Today, there are "Quan Ho dai", "New Quan Ho", "the renovated Quan Ho". This shows that there may be some kinds of Quan Ho that are not real Quan Ho. Thus, from what epoch has the tradition of Quan Ho dated?
One of the traditional polular tales narrates as following: Once upon a time, Lung Giang village (Liem village) and Tam Son village (Tu Son), both in Bac Ninh province, were in very good relations. Every year, on the 13th of the first Lunar month, Tam Son village held a singing party at the communal house and invited five or six elderly men and five or six elderly women together with a great number of young singers of Lung Giang to come to join them. At the festival came into being a form of dialogue. Alternately, each time the young man of one of the villages had sung, the girls from the other village would reply in singing. Such singing competitions lasted all night until the morning of the following day. However, it's asserted that only under the Ly dynasty (1009-1225) did the Quan Ho begin to develop strongly and become joyful festivals lasting as much as half a month.

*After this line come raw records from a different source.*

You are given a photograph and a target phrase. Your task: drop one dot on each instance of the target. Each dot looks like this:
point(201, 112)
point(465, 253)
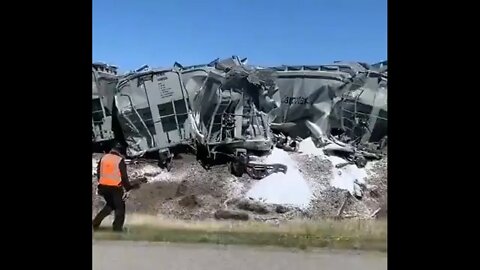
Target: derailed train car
point(104, 81)
point(226, 111)
point(347, 99)
point(212, 109)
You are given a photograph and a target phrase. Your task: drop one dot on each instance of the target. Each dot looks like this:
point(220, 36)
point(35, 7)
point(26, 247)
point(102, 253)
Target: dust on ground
point(190, 192)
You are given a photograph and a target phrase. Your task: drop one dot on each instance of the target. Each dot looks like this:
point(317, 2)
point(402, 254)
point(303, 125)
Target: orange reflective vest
point(109, 171)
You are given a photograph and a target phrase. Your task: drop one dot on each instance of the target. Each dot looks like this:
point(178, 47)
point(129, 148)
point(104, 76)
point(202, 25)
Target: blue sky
point(130, 33)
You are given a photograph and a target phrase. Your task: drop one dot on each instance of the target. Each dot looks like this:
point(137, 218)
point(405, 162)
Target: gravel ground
point(188, 191)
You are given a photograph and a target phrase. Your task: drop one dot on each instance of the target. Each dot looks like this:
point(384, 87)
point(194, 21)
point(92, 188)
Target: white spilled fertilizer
point(279, 188)
point(342, 178)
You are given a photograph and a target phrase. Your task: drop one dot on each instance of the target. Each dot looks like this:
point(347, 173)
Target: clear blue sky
point(130, 33)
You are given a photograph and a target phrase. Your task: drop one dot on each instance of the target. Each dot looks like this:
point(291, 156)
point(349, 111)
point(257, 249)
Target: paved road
point(155, 256)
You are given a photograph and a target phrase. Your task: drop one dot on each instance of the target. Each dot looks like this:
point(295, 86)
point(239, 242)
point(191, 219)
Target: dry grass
point(346, 234)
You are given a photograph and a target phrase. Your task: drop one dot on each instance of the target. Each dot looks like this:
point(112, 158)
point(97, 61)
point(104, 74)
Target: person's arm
point(125, 181)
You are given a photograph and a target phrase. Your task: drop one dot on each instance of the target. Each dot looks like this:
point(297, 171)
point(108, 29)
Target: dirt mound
point(189, 191)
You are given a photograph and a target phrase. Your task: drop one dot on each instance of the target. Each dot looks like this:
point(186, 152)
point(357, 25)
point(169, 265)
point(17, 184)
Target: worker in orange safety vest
point(113, 186)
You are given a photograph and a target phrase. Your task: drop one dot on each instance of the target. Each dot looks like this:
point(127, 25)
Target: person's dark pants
point(114, 202)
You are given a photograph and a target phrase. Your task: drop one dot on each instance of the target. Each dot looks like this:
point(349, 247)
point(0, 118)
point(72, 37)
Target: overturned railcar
point(347, 98)
point(214, 109)
point(153, 112)
point(104, 81)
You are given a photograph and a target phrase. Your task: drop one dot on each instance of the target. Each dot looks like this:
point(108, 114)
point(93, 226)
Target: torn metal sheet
point(309, 93)
point(104, 80)
point(313, 100)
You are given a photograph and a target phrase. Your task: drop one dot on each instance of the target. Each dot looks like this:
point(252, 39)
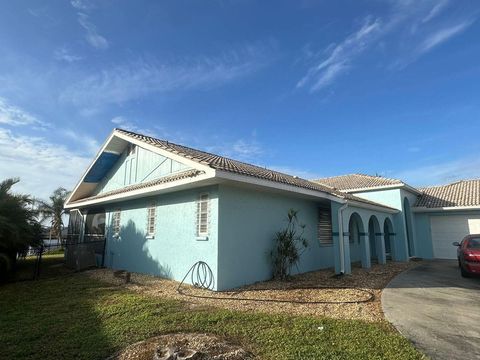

Annually, on the 13th of the 1st Lunar month, on the Lim hills or in the Lim pagoda's park, among the blossoming peony bushes, the pilgrims come from every corner of the country and distinguished and smart young men and young girls of the region gather for sight seeing, contemplating blossoming flowers, encountering and making acquaintance with each other and listening together to recitals of songs, or sing Quan Ho songs.
Coming festival of Lim in groups of young men or women, Quan Ho singers are dressed in their very best clothes, men carry with them an umbrella of black silk, women a fan under a cartwheel palm-leaf hat tucked under their arms. A female group may be the first to go up to a male group and offer betel quids, thus striking up an acquaintance. A dialogue begins in the form of songs. In any event, courliness is the rule. The men call themselves "Your younger bothers" and address the women as " Our elder sisters"; conversely, the latter call themselves "Your younger sisiters" and address the former as" Our elder brothers". Female duets keep up the conversation by exchanging songs with male duets.